Contrairement à l'opinion du requérant, rien dans la décision J 20/89 (JO OEB 1991, 375), dans laquelle (point 4) la conclusion d'absence de compétence repose sur la constatation que l'OEB a agi uniquement en qualité d'IPEA et non pas également, dans la même affaire, en tant qu'ISA ou office récepteur, ne permet de dire qu'il a été statué dans un sens opposé.

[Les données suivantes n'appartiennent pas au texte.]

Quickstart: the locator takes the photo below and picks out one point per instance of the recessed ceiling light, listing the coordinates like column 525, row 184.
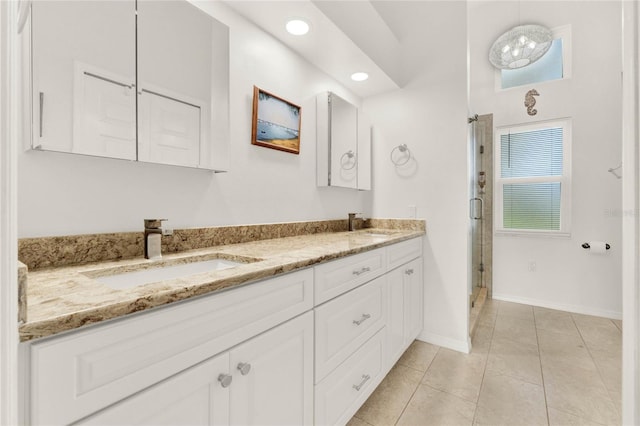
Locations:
column 359, row 76
column 297, row 27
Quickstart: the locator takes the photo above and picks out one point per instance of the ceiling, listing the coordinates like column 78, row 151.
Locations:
column 377, row 37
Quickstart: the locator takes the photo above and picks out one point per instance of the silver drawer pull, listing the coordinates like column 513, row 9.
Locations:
column 41, row 118
column 362, row 270
column 362, row 319
column 244, row 368
column 225, row 380
column 365, row 378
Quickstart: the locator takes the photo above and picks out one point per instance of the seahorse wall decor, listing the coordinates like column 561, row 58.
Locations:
column 530, row 101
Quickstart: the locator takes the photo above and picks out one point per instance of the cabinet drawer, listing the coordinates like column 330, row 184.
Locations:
column 403, row 252
column 78, row 374
column 339, row 276
column 192, row 397
column 345, row 323
column 339, row 396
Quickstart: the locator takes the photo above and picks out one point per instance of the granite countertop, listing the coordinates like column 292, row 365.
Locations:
column 65, row 298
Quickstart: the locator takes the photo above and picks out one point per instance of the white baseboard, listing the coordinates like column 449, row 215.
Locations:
column 445, row 342
column 577, row 309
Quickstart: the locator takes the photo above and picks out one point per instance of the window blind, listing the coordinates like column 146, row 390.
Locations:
column 526, row 157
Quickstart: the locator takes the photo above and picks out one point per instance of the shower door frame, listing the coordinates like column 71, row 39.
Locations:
column 481, row 258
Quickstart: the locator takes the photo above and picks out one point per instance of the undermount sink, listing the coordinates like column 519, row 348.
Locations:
column 378, row 234
column 149, row 275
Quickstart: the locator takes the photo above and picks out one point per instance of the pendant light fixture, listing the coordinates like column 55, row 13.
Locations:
column 520, row 46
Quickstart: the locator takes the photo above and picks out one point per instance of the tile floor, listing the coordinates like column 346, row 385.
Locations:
column 528, row 366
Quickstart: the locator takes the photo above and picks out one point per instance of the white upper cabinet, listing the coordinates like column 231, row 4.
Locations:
column 344, row 144
column 153, row 90
column 83, row 56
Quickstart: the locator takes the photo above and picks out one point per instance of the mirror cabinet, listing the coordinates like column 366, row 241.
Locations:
column 343, row 144
column 144, row 81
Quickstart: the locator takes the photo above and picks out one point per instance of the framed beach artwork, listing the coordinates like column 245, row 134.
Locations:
column 276, row 122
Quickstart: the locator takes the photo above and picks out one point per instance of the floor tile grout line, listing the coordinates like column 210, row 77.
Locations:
column 486, row 362
column 598, row 369
column 416, row 389
column 544, row 386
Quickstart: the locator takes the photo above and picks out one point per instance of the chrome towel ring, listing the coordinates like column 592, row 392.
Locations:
column 403, row 158
column 350, row 159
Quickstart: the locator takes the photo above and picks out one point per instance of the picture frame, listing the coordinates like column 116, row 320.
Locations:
column 275, row 123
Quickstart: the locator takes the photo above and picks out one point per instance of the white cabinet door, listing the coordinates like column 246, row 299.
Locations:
column 273, row 376
column 395, row 326
column 406, row 289
column 413, row 300
column 196, row 396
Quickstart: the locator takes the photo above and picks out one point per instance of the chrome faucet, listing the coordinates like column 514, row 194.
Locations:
column 153, row 238
column 352, row 217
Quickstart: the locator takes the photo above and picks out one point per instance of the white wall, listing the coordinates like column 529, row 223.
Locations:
column 429, row 115
column 63, row 194
column 567, row 276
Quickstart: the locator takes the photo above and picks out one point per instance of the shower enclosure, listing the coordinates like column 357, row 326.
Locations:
column 480, row 208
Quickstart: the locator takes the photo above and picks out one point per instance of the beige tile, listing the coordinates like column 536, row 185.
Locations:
column 387, row 402
column 508, row 401
column 516, row 310
column 561, row 418
column 433, row 407
column 488, row 318
column 516, row 360
column 580, row 391
column 456, row 373
column 609, row 363
column 618, row 324
column 597, row 332
column 552, row 320
column 521, row 331
column 616, row 397
column 559, row 349
column 357, row 422
column 419, row 355
column 481, row 341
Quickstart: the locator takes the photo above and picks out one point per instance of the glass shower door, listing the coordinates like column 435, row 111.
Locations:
column 480, row 206
column 476, row 210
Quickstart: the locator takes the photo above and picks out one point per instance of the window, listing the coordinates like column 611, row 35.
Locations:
column 533, row 178
column 554, row 65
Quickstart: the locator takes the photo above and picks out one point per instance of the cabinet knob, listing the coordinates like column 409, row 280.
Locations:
column 365, row 378
column 362, row 270
column 244, row 368
column 362, row 319
column 225, row 380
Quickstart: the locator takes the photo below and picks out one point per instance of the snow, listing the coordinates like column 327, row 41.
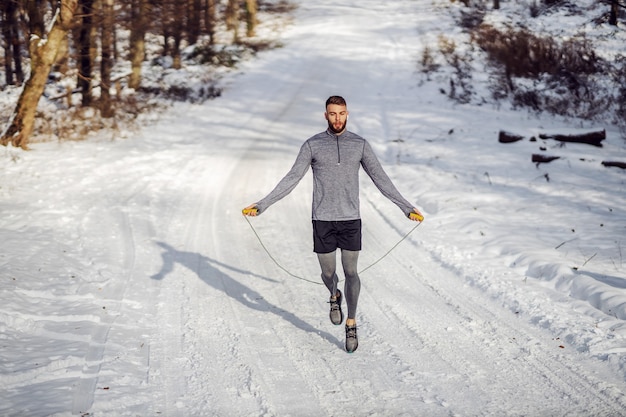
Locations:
column 132, row 286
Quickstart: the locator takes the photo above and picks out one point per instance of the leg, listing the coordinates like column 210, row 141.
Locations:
column 328, row 264
column 352, row 289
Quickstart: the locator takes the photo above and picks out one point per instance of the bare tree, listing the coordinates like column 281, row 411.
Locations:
column 106, row 63
column 210, row 19
column 12, row 44
column 615, row 5
column 139, row 11
column 232, row 18
column 85, row 62
column 251, row 9
column 194, row 28
column 43, row 53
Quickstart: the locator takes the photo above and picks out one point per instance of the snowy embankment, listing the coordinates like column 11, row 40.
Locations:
column 131, row 285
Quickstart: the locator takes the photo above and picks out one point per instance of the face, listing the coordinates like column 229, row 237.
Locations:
column 337, row 117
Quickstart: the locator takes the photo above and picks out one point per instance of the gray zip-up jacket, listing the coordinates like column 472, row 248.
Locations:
column 335, row 160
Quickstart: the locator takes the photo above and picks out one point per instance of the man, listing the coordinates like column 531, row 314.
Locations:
column 335, row 157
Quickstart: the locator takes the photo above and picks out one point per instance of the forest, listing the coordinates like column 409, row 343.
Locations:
column 94, row 52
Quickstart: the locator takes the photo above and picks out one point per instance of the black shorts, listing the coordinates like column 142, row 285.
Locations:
column 328, row 236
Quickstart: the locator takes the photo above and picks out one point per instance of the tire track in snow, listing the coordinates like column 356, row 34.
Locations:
column 487, row 346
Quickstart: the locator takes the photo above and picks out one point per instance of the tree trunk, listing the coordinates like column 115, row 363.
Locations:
column 12, row 49
column 35, row 10
column 177, row 35
column 106, row 64
column 139, row 11
column 193, row 21
column 84, row 51
column 232, row 18
column 614, row 12
column 210, row 20
column 43, row 54
column 251, row 8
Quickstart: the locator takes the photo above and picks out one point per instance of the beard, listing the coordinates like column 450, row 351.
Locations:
column 340, row 129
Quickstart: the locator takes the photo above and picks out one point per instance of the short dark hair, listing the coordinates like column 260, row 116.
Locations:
column 336, row 100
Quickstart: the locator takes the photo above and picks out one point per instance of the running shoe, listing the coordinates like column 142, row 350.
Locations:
column 336, row 315
column 352, row 342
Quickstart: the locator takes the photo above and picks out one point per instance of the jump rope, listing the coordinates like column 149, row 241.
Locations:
column 413, row 216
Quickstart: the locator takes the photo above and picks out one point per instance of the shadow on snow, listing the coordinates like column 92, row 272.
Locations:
column 209, row 271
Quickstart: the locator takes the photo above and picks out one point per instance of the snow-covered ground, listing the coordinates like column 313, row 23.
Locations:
column 131, row 284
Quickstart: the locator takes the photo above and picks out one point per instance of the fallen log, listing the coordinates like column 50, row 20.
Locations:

En effet, comme le requérant lui-même l'a aussi montré, les faits appréciés dans ladite décision doivent être distingués de ceux de la présente affaire.
Pour établir la compétence des chambres de recours de l'OEB, le requérant a également invoqué l'article 125 CBE. Mais, eu égard à l'article 34(1) PCT, les dispositions de cet article de la CBE ne s'appliquent pas aux circonstances de la présente affaire.
4. Il résulte de tout ce qui précède que la Chambre n'est pas compétente pour examiner le présent recours.
En conséquence, il n'y a pas lieu de se prononcer sur le fond du recours.
La Chambre n'a pas non plus, dans la présente espèce, à se prononcer sur la question de la compétence pour examiner des recours contre des actes de l'OEB agissant en qualité d'office récepteur.
5. La situation juridique étant claire, la Chambre estime qu'il n'est pas nécessaire de porter devant la Grande Chambre de recours, en application de l'article 112(1)a) CBE, la question de la compétence.
6. Dans la présente affaire, la question de la compétence a été examinée au préalable. Vu donc l'absence de compétence, l'examen des autres critères de recevabilité peut être laissé en suspens.
Dispositif
Par ces motifs, il est statué comme suit:
1. La Chambre n'est pas compétente pour examiner le présent recours.
2. La requête tendant à porter devant la Grande Chambre de recours la question de droit posée à ce sujet est rejetée.